If you've forgotten the root user's password you created for your MySQL database, you can reset it.

It's important to note that this user and its password are limited to administrator use. This is not the user or password you should use for everyday use.

Turn off MySQL

If you have any sites or application that rely on MySQL to function, these will stop working until you turn MySQL back on.

You must turn the MySQL service off to reset the root password. The command you use to turn MySQL off varies depending on your Linux distribution. Choose the command from the table below for the Linux version you are using:

Distributions Command
Ubuntu, Debian sudo service mysql stop
Fedora, CentOS 6 sudo service mysqld stop
CentOS 7 sudo systemctl stop mariadb.service
Arch Linux sudo systemctl stop mysqld.service

Reset the root password through safe mode

MySQL safe mode lets you change system settings without using the root password.

  1. Start up safe mode
    sudo mysqld_safe --skip-grant-tables
    You may need to type Enter twice.
  2. Log into MySQL as root:
    mysql -u root
  3. Change to the mysql database, which handles the settings for MySQL itself:
    use mysql;
  4. Update the password for the root user:
    update user set password=PASSWORD("the new password you want to use") where User='root';
  5. Refresh the MySQL user privileges:
    flush privileges;
  6. Exit MySQL:
    exit
    If this doesn't work, you can try force the application to quit by pressing CTRL-C on your keyboard.

Stop and Start MySQL

Now that the password has been reset, you need to stop and start the MySQL service.

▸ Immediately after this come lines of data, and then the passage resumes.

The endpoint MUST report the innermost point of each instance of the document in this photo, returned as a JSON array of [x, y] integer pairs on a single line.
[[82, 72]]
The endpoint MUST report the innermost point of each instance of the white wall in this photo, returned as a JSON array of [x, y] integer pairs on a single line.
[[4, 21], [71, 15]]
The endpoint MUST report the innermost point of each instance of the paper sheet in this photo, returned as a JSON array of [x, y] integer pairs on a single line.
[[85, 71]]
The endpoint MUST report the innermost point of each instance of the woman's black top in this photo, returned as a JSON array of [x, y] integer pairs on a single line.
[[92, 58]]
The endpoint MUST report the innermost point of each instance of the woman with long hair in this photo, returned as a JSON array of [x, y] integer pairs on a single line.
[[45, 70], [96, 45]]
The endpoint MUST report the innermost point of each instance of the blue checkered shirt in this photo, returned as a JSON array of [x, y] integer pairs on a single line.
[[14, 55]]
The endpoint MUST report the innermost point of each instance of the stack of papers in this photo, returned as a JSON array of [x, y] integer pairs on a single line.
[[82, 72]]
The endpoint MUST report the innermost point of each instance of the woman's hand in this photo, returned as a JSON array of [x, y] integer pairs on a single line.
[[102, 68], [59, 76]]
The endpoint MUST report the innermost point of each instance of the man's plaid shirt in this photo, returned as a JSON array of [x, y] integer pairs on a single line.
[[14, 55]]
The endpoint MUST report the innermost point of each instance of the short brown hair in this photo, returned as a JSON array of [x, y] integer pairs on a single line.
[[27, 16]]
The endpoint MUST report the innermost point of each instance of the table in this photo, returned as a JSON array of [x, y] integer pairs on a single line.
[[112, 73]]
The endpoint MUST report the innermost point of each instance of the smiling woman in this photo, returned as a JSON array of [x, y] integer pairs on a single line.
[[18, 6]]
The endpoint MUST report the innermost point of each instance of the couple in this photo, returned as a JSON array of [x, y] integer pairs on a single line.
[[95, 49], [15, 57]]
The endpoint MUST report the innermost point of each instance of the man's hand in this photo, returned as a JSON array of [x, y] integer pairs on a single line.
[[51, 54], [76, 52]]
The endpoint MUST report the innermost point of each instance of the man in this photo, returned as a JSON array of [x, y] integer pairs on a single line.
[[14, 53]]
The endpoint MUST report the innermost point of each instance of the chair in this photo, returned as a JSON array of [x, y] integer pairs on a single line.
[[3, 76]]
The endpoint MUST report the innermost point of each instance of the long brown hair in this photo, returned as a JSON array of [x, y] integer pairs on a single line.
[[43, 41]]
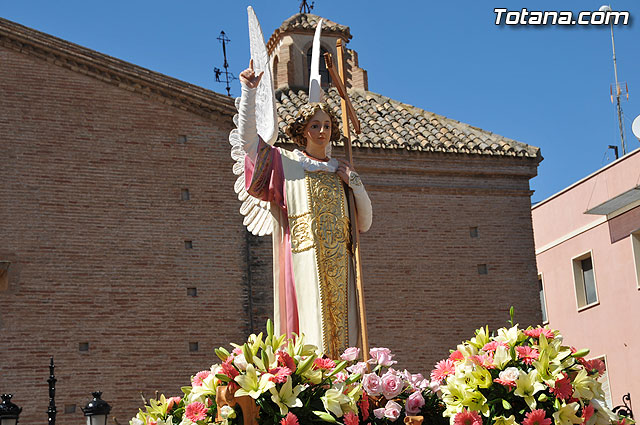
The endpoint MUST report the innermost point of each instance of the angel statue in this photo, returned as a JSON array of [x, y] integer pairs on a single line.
[[299, 197]]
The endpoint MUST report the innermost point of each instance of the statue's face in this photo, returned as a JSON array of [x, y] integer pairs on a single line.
[[318, 129]]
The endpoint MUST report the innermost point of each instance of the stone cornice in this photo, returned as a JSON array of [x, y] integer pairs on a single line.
[[114, 71]]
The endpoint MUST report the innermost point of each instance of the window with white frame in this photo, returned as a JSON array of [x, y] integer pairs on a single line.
[[635, 245], [543, 301], [584, 277]]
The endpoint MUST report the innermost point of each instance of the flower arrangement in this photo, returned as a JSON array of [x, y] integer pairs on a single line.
[[292, 384], [523, 377]]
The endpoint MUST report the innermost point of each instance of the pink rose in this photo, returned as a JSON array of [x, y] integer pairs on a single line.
[[350, 354], [172, 401], [372, 384], [391, 385], [381, 356], [392, 410], [379, 413], [414, 403], [360, 367], [341, 377]]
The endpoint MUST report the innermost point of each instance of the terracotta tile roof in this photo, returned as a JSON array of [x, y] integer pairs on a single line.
[[389, 124], [307, 22]]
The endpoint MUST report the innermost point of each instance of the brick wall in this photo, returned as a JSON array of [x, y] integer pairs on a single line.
[[94, 225]]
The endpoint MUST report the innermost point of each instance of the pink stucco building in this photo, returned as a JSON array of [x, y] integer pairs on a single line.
[[587, 240]]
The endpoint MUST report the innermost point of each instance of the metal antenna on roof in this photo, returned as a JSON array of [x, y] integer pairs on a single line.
[[228, 77], [304, 6], [618, 87]]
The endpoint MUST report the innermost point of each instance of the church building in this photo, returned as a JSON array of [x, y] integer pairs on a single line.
[[123, 254]]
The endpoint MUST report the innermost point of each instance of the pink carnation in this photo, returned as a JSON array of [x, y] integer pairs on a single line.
[[172, 401], [379, 413], [392, 410], [417, 381], [587, 412], [340, 377], [391, 385], [484, 360], [493, 346], [372, 384], [280, 374], [456, 355], [536, 332], [284, 359], [443, 369], [229, 370], [527, 354], [562, 388], [197, 380], [350, 354], [414, 403], [351, 418], [467, 417], [536, 417], [360, 367], [196, 411], [324, 363], [290, 419], [510, 384]]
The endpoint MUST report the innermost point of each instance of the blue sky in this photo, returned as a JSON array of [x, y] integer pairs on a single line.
[[546, 86]]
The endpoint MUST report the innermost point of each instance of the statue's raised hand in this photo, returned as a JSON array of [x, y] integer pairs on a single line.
[[249, 78]]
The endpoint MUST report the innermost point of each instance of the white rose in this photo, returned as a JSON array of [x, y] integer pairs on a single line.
[[509, 374]]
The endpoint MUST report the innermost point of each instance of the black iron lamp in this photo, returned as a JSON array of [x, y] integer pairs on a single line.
[[96, 411], [9, 412]]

  1. Stop MySQL. Use the table in the "Turn off MySQL section" to find the command.
  2. Start MySQL:
    Distributions Command
    Ubuntu, Debian sudo service mysql start
    Fedora, CentOS 6 sudo service mysqld start
    CentOS 7 sudo systemctl start mariadb.service
    Arch Linux sudo systemctl start mysqld.service
  3. Connect to MySQL again with your root user:
    mysql -u root -p
  4. Enter your new password.

That's it! You should now be able to log into your MySQL console with the root password.